Look girls, I am not here saying my babies are horrible or anything like that but being a young mother is the hardest thing that you will EVER do. And if you become pregnant remember it IS okay to be scared.

Sara






changed my life

im 15 and pregnant i was 12 weeks when i found out . my babydaddy is not there hes embarassed of being seen in public with me, he doesnt want anyone knowing hes going to be a dad so i have to be a single mom so far i am 19 weeks and still he is not around. it changed my life and took my singing career away now i am here alone being a single mom with family support and none from him. it wasnt long till i knew he would not change & he would never be around

kristelinaa






Here and Gone

I was only17 when i found out i was pregnant.
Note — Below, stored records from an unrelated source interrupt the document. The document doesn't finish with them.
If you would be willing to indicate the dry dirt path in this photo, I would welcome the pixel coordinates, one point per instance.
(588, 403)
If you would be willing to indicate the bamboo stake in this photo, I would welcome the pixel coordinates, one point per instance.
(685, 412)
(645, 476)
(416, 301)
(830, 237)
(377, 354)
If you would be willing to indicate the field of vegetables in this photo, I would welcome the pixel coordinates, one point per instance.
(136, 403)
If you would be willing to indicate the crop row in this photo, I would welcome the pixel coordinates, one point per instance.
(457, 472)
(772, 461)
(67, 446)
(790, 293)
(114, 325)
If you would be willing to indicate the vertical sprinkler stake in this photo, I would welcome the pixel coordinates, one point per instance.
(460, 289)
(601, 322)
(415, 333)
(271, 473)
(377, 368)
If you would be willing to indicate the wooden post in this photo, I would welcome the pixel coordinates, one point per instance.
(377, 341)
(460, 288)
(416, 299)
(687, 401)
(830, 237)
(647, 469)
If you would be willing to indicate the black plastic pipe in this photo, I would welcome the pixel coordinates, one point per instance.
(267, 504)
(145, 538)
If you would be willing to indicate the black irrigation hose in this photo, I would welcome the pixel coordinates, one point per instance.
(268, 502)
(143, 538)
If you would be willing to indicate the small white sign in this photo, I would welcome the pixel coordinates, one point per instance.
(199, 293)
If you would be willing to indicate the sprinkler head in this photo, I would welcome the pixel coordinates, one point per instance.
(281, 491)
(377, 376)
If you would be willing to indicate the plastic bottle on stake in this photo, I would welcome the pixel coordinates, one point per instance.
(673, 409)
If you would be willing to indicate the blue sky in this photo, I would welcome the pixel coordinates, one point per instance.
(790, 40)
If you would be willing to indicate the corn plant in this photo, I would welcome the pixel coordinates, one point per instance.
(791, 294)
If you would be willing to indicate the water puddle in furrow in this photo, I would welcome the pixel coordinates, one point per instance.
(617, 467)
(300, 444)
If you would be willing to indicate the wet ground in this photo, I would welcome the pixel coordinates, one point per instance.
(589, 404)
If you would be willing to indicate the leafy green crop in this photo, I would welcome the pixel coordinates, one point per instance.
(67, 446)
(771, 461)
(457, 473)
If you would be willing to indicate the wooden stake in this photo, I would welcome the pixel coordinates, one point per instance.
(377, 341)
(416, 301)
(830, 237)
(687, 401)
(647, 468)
I did not get a pregnancy test done right away because i could just tell. I told the babys father and he was as happy as could be. I finally took a pregnancy test and it came back positive. So i ended up telling my mom and she had me go to the doctor. when they took me in for my first ultra sound that is when it all went down hill. They were sitting there for 10 minutes to find my baby. Which they should have seen cause i was already 2 months pregnant. Comes to find out when i was bleeding a week before and i thought it was normal because my mom bleed with me in her first trimester comes to find out i miscarried. Me and my boyfriend of 2 years on and off were deviated. But we named her Shauna Marie after my dead sister. For all you teen moms out there you may have hard times but just remember your baby is a miracle and you are lucky to have them.